# Homework Help: Kaon decay to a lepton and associated neutrino

1. Apr 19, 2012

### Ai52487963

1. The problem statement, all variables and given/known data

Draw the lowest-order Feynman diagram for the decay: $$K^+ \rightarrow l^+\nu_l$$

2. Relevant equations

Kaon structure is given as $$u\bar{s}$$

3. The attempt at a solution

So I know that you can get a lepton and an associated neutrino from a W decay, where the strange quark would flip over to a charm quark in the kaon. The question doesn't say there's a pion produced, though, only the lepton and neutrino. Is there an actual decay here that vaporizes the kaon completely into a lepton and neutrino without leaving the up quark just sitting around?

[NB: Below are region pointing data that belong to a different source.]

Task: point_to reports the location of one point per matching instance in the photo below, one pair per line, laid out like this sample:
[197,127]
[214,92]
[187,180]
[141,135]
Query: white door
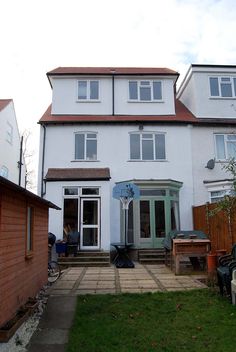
[90,223]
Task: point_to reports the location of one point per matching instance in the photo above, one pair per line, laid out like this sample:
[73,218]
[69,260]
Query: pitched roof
[85,174]
[4,103]
[111,71]
[182,115]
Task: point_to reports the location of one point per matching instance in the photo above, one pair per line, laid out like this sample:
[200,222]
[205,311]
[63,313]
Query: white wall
[10,152]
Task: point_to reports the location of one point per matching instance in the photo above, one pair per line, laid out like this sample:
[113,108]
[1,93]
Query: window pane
[145,93]
[94,90]
[91,149]
[160,146]
[79,146]
[134,146]
[145,219]
[220,147]
[133,90]
[147,152]
[157,90]
[226,90]
[214,88]
[82,90]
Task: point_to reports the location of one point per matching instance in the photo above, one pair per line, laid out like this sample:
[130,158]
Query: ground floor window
[155,214]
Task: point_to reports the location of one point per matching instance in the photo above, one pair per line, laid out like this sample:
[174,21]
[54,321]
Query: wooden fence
[215,226]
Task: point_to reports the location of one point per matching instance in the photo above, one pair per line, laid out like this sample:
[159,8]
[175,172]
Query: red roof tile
[112,71]
[70,174]
[182,115]
[4,103]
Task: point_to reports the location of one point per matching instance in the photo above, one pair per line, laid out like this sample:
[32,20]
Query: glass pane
[79,146]
[70,215]
[91,149]
[93,89]
[220,146]
[134,146]
[152,192]
[90,212]
[71,191]
[214,88]
[145,93]
[160,146]
[157,94]
[82,90]
[231,149]
[160,229]
[145,219]
[147,150]
[90,236]
[133,90]
[90,191]
[130,235]
[174,215]
[226,90]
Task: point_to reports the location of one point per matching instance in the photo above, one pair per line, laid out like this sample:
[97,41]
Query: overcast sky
[40,35]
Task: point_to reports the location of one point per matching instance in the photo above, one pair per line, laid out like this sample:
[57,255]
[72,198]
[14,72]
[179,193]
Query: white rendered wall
[10,152]
[113,152]
[203,148]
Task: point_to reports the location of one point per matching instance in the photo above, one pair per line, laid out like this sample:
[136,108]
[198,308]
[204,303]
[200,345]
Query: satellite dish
[210,164]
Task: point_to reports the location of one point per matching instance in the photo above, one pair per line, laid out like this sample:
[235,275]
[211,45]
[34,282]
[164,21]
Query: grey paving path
[52,332]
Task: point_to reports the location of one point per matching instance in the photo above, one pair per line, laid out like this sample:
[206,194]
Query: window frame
[88,91]
[140,86]
[220,81]
[226,142]
[141,145]
[86,139]
[29,236]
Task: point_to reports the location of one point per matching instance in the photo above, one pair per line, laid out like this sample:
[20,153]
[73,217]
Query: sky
[40,35]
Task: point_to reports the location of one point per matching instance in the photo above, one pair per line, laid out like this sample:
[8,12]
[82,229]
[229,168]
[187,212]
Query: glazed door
[152,223]
[90,223]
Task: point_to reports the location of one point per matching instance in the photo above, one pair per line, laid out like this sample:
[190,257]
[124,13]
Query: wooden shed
[23,246]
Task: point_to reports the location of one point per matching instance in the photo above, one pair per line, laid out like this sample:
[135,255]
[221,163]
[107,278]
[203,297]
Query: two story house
[111,125]
[12,164]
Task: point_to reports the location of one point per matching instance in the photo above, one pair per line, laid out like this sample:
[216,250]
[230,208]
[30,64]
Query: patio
[143,278]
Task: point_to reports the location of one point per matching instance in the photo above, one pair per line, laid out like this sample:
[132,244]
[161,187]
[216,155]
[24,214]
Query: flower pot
[211,263]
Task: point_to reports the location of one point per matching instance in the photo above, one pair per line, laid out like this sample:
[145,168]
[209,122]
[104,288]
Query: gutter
[43,157]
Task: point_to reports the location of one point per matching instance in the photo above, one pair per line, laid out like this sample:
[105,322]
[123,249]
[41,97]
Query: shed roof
[6,184]
[82,174]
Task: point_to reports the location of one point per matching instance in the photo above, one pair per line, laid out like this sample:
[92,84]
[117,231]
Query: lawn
[198,320]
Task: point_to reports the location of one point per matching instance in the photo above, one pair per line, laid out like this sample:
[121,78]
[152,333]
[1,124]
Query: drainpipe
[20,162]
[43,157]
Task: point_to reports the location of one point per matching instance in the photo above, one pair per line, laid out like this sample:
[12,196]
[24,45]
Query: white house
[11,157]
[111,125]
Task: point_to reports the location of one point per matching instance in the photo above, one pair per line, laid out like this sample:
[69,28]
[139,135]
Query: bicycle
[54,271]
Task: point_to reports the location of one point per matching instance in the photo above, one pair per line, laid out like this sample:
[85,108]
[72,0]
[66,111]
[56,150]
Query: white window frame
[231,81]
[88,90]
[226,141]
[86,139]
[9,133]
[141,139]
[140,85]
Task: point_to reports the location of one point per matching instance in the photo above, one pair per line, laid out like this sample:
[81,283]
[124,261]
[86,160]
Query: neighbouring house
[23,246]
[12,164]
[111,125]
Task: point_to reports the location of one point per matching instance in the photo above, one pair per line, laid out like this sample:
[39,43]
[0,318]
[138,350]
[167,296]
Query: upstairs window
[145,90]
[223,87]
[9,133]
[88,90]
[225,146]
[147,146]
[86,146]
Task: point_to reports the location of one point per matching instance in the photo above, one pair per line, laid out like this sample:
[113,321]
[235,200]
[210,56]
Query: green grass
[197,320]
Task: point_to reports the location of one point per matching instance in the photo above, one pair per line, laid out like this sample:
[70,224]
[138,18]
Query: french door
[90,223]
[152,223]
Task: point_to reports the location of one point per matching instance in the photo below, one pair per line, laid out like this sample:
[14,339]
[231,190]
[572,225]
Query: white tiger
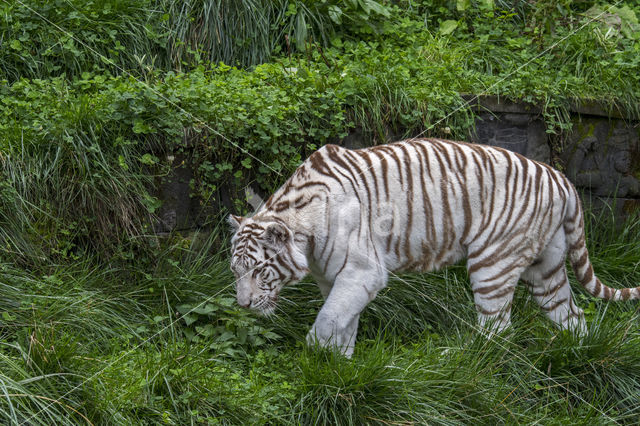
[350,216]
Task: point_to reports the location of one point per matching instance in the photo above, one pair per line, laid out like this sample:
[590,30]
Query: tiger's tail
[579,258]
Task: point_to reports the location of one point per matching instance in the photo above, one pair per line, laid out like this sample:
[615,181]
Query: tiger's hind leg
[493,285]
[550,287]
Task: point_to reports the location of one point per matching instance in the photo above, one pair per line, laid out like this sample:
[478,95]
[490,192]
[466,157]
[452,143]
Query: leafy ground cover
[101,321]
[167,344]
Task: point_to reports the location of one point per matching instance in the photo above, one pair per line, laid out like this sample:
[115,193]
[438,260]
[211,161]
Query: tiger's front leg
[336,325]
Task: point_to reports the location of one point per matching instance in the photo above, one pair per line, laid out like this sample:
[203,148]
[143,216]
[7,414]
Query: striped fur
[350,216]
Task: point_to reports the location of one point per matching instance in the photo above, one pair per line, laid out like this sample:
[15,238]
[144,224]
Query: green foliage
[230,330]
[101,321]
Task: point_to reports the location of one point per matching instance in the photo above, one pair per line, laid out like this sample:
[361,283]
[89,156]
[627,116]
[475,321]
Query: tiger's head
[264,258]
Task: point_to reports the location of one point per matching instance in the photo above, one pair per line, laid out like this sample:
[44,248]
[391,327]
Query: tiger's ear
[234,221]
[276,235]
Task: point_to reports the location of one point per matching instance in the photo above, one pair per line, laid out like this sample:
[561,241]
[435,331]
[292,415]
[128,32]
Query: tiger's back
[423,204]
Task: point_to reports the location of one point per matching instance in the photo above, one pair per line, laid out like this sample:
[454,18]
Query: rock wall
[601,156]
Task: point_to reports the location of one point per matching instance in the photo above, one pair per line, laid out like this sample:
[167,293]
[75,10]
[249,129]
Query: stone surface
[521,133]
[601,156]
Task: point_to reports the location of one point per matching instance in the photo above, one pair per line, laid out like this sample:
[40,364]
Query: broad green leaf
[335,13]
[448,26]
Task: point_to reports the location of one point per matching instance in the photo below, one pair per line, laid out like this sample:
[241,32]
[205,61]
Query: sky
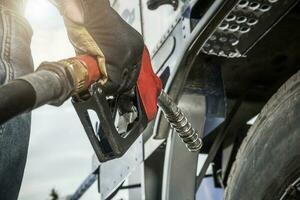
[59,153]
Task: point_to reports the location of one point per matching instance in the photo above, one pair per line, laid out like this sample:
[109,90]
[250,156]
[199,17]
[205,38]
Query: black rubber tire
[268,160]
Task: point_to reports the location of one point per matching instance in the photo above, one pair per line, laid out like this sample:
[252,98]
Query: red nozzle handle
[92,66]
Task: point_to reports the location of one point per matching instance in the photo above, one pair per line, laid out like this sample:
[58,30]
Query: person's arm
[94,28]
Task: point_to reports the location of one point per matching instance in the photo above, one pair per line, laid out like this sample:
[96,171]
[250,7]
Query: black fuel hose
[16,97]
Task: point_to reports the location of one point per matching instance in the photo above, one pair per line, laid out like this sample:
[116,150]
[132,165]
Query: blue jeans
[15,61]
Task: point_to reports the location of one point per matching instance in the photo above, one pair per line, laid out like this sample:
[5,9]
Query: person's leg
[15,61]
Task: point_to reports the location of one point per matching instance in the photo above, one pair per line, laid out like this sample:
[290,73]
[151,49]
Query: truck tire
[267,165]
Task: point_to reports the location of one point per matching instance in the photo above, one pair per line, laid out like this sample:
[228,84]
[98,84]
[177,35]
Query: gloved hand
[94,28]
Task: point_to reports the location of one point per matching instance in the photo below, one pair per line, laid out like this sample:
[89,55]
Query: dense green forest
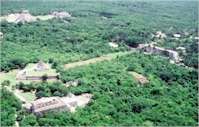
[126,22]
[170,97]
[9,106]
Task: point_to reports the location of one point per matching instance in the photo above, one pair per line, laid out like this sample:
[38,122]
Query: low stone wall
[37,77]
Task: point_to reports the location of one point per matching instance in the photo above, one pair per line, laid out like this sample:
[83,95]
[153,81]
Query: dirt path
[95,60]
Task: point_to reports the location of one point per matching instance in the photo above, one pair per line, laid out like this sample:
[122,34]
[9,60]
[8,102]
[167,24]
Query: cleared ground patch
[95,60]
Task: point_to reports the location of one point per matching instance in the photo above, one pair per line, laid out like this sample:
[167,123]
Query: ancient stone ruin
[61,14]
[25,16]
[140,78]
[151,49]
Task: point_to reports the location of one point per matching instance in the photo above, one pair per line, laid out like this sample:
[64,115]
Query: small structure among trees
[61,15]
[140,78]
[41,66]
[150,48]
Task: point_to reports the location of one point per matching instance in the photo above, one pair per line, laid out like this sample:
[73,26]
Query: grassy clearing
[95,60]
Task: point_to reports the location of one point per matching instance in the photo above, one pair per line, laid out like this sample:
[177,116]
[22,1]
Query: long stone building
[149,48]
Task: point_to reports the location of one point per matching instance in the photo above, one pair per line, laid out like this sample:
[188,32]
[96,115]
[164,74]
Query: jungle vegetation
[170,97]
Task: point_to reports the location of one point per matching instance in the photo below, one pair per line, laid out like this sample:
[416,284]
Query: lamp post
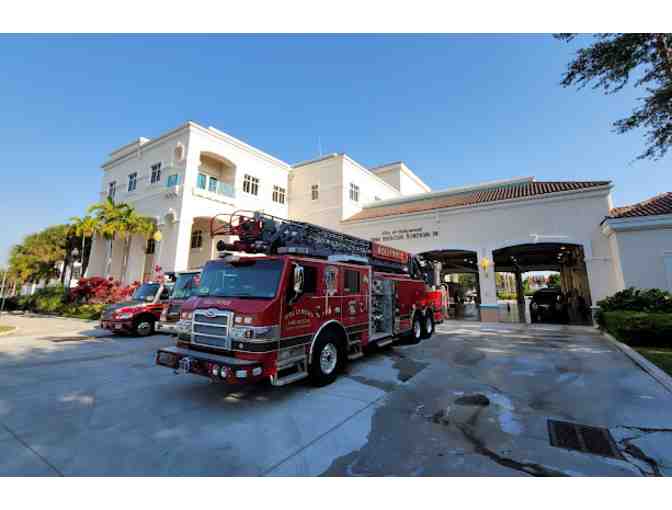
[74,255]
[3,291]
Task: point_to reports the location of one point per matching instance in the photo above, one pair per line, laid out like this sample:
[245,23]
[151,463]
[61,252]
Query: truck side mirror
[298,280]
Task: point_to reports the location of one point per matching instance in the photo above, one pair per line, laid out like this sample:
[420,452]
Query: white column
[182,244]
[488,287]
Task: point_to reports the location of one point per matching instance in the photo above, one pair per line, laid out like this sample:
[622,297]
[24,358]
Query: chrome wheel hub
[328,359]
[144,327]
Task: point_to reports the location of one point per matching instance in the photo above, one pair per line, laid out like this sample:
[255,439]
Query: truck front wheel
[428,325]
[144,326]
[416,334]
[328,359]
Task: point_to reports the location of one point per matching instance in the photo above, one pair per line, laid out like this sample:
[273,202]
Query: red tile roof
[660,204]
[522,190]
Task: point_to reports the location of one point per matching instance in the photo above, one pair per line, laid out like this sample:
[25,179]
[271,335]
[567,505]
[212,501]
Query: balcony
[222,192]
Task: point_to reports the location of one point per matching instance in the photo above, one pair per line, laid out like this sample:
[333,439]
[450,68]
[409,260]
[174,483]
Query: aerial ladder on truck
[261,233]
[290,332]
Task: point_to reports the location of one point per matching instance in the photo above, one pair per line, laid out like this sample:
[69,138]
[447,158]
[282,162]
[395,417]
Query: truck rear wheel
[144,326]
[327,361]
[428,325]
[416,333]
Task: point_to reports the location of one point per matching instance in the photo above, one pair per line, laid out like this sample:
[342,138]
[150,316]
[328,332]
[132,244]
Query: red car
[138,315]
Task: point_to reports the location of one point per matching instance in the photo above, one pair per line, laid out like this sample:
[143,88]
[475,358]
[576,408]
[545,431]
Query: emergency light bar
[270,235]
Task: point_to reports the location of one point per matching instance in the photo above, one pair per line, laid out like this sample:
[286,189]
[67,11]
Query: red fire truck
[291,300]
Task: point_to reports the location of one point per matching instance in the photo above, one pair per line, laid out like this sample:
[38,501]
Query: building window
[132,181]
[354,192]
[196,239]
[351,281]
[279,194]
[250,185]
[156,174]
[151,246]
[667,261]
[173,180]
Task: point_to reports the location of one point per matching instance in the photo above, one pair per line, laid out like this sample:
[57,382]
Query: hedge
[49,300]
[638,300]
[639,328]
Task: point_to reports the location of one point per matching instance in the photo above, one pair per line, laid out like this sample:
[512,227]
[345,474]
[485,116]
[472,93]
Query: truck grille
[210,327]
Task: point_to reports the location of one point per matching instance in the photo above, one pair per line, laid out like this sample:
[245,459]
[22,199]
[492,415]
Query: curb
[643,363]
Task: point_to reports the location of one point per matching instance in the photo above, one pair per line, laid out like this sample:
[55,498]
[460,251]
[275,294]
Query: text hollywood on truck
[289,300]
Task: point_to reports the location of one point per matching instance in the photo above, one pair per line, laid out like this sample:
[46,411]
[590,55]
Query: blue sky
[457,109]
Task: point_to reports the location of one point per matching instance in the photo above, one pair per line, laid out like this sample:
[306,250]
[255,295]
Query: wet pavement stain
[408,368]
[477,399]
[374,383]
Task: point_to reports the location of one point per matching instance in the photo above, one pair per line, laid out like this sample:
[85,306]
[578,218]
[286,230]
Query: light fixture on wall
[485,264]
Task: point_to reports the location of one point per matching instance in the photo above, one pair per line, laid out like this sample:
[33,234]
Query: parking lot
[473,400]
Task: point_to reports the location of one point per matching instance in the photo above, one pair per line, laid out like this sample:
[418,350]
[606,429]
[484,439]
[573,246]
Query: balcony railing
[222,189]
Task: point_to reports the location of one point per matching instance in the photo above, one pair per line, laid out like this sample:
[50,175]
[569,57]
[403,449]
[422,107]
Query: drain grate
[583,438]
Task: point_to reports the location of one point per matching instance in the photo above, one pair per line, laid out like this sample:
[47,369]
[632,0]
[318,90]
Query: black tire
[144,326]
[415,335]
[319,371]
[428,325]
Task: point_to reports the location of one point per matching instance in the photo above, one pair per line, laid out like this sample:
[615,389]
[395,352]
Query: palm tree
[109,216]
[85,228]
[134,224]
[120,221]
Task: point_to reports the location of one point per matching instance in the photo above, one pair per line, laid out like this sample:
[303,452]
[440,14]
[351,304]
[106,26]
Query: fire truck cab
[291,316]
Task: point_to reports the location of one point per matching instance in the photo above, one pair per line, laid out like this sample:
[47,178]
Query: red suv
[138,315]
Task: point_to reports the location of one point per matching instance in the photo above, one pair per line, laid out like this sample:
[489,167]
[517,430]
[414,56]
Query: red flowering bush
[97,290]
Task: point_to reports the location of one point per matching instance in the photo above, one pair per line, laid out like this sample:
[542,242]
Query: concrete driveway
[473,400]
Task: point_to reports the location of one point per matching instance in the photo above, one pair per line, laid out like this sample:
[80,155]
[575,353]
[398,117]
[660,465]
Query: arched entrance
[458,275]
[549,283]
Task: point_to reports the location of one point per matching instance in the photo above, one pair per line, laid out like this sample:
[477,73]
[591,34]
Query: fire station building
[188,175]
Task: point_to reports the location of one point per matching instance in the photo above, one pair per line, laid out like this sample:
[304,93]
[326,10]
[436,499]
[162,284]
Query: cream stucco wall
[333,174]
[567,218]
[645,251]
[402,178]
[175,209]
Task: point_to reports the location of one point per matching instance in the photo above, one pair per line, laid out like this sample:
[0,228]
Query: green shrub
[90,311]
[639,328]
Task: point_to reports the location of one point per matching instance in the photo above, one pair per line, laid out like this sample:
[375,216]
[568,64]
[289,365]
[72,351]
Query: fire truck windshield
[255,279]
[185,286]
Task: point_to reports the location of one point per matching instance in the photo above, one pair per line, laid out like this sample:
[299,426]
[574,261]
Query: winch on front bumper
[216,367]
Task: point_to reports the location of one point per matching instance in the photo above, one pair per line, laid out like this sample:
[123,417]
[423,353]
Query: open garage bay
[475,399]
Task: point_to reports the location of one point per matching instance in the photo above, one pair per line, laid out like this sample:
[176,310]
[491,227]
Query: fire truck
[288,300]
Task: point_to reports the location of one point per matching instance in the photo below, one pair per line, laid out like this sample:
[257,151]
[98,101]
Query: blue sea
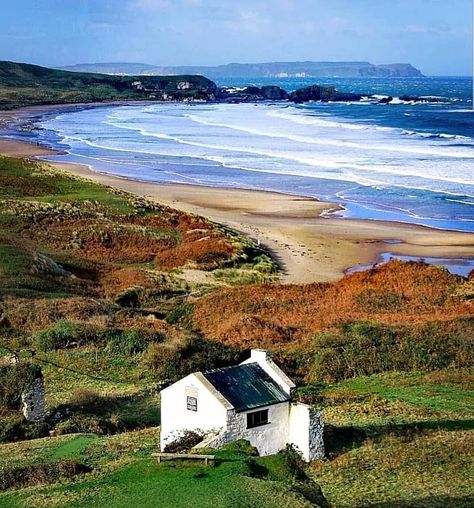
[402,161]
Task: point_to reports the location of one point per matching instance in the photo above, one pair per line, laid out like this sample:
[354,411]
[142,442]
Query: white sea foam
[285,141]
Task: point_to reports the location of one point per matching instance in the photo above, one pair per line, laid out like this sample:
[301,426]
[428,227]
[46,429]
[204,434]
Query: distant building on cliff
[252,401]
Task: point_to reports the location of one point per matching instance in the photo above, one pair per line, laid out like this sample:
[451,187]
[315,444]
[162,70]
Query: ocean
[405,162]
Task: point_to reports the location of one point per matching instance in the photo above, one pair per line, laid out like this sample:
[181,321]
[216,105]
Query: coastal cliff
[28,85]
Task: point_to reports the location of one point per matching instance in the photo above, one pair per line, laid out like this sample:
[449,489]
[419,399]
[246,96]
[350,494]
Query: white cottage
[252,401]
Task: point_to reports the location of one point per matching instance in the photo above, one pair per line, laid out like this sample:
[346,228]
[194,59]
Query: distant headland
[27,85]
[306,69]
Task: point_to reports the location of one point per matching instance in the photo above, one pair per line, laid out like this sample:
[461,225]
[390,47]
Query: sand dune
[309,246]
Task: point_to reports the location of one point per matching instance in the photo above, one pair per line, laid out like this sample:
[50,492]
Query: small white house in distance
[252,401]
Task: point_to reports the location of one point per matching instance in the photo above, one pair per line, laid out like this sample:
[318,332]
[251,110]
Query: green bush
[20,477]
[67,334]
[180,314]
[15,428]
[80,423]
[361,348]
[64,334]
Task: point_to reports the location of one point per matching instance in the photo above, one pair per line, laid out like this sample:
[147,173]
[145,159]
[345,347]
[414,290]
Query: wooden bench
[183,456]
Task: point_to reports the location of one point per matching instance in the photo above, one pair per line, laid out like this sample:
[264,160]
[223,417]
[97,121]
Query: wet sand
[309,246]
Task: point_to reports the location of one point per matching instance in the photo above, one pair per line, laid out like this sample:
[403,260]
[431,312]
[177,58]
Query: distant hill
[24,84]
[272,70]
[117,68]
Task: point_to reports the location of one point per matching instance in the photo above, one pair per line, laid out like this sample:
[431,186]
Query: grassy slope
[124,474]
[394,439]
[24,85]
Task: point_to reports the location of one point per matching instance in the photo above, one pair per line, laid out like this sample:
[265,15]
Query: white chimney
[264,359]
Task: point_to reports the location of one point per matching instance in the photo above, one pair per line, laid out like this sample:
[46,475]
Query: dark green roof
[246,386]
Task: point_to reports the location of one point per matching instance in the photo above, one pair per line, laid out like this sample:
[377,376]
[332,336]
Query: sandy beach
[309,246]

I drew a diagram (dunno how to represent in TeX) that shows a USbar going to a UCbar where the Sbar decays into a W+ which decays into a lepton and neutrino. Am I missing something? Does the UCbar go away or is it just ignored?

2. Apr 19, 2012

### Steely Dan

If such a decay exists, then something needs to happen to the quarks to produce virtual particles other than the lepton and neutrino, and those virtual particles need to be used up in the process of making the end state products so that they too don't appear at the end (since they're virtual, after all). So try finding a more complicated internal set of interactions that accomplishes this.

3. Apr 20, 2012

### fzero

The CKM matrix directly couples all up type quarks to all down type quarks (in particular u and s). There's no need to involve a charm quark.

4. Apr 20, 2012

### Ai52487963

I see. I was getting confused with a table I have as a reminder that: when you change particular flavor states (like from C to S or U to D) you emit a W+ and a W- for the reverse operation. I thought in order to go from like a U -> D, D -> C, C -> S you had to emit a W+ each time.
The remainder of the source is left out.